[
https://issues.apache.org/jira/browse/TEZ-2003?page=com.atlassian.jira.plugin.system.issuetabpanels:comment-tabpanel&focusedCommentId=14681128#comment-14681128
]
Siddharth Seth commented on TEZ-2003:
-------------------------------------
bq. should not need to have special casing for any plugin
Special casing is in place primarily for LocalContainerExecutor, which requires
a bunch of information at runtime - which isn't needed in the context
otherwise. There's a jira to provide such information via runtime binding in
the payload. For the other cases, it's mainly used to make it simpler to write
tests - where the default executor can be easily overwritten for the tests. The
construction, along with the payload, remains the same - except it's direct
instead of using reflection.
bq. Also creating a ServicePlugin class will help in reducing code duplication
and make maintenance easier instead of having scheduler id, launcherId and
commId everywhere.
The 3 constructs are not used together everywhere. There's multiple events /
other classes which only use a subset of these. A single class won't really
help there.
bq. ContainerSignatureMatcher -> ExecutorSignatureMatcher ?
Tracked in 2708.
bq. ServicePluginLifecyle etc. in tez-runtime-api like
Inputs/Output/InputInitializer etc
shutdown would make more sense for a service.

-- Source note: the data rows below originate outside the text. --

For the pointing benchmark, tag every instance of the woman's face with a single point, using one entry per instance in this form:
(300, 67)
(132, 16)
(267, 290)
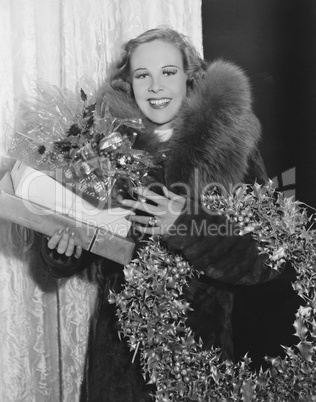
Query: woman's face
(158, 81)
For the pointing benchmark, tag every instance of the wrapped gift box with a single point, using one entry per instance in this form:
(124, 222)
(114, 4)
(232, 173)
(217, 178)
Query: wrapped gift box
(35, 186)
(47, 221)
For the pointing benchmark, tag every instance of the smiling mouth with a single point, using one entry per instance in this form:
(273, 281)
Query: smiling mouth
(159, 103)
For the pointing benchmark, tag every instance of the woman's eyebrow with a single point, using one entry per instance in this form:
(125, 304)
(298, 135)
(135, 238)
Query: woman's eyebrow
(171, 65)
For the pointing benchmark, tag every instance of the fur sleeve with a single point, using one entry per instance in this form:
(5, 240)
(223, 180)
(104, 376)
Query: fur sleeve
(212, 244)
(216, 130)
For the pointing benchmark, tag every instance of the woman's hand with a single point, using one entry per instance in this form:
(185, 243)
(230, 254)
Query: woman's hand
(64, 242)
(164, 213)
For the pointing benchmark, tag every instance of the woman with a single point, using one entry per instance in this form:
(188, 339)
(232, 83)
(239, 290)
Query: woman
(200, 117)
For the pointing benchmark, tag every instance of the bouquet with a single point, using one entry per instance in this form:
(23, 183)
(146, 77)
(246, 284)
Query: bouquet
(61, 134)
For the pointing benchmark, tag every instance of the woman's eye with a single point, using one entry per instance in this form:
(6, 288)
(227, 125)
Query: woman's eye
(141, 75)
(170, 71)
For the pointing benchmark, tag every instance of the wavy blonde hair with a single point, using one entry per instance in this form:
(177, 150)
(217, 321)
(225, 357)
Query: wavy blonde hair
(120, 76)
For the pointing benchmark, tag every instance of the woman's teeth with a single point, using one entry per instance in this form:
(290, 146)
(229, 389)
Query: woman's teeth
(158, 102)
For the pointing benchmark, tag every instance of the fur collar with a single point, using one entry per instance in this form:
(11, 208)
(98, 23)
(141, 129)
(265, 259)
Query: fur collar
(215, 131)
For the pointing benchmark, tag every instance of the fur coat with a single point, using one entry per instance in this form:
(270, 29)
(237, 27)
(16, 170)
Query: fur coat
(215, 140)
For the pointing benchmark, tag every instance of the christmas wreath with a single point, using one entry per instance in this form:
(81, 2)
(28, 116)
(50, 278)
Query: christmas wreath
(152, 312)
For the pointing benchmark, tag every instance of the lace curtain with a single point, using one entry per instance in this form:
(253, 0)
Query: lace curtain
(44, 322)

bq. Why are executedInAm and executeInContainers there
executeInAm and executeInContainers are in Contexts to specify whether a task
runs in a service or in the AM. It's possible to set a DAG level default to run
everything in an external service, and some vertices either in containers or in
the AM.
Similarly for the ServiceDescriptor - decide whether the AM runs containers or
uber-mode during setup.
bq. Rename to ExecutorEndReason ?
Give the abstraction that exists is containers (an executor could be confused
for a service daemon), ContainerEndReason seems fine. This can change when Tez
introduces it's own version of 'Contaienrs' instead of relying on the YARN
abstraction.
bq. Also, how can "An error in the AM" be caused by a container running a task?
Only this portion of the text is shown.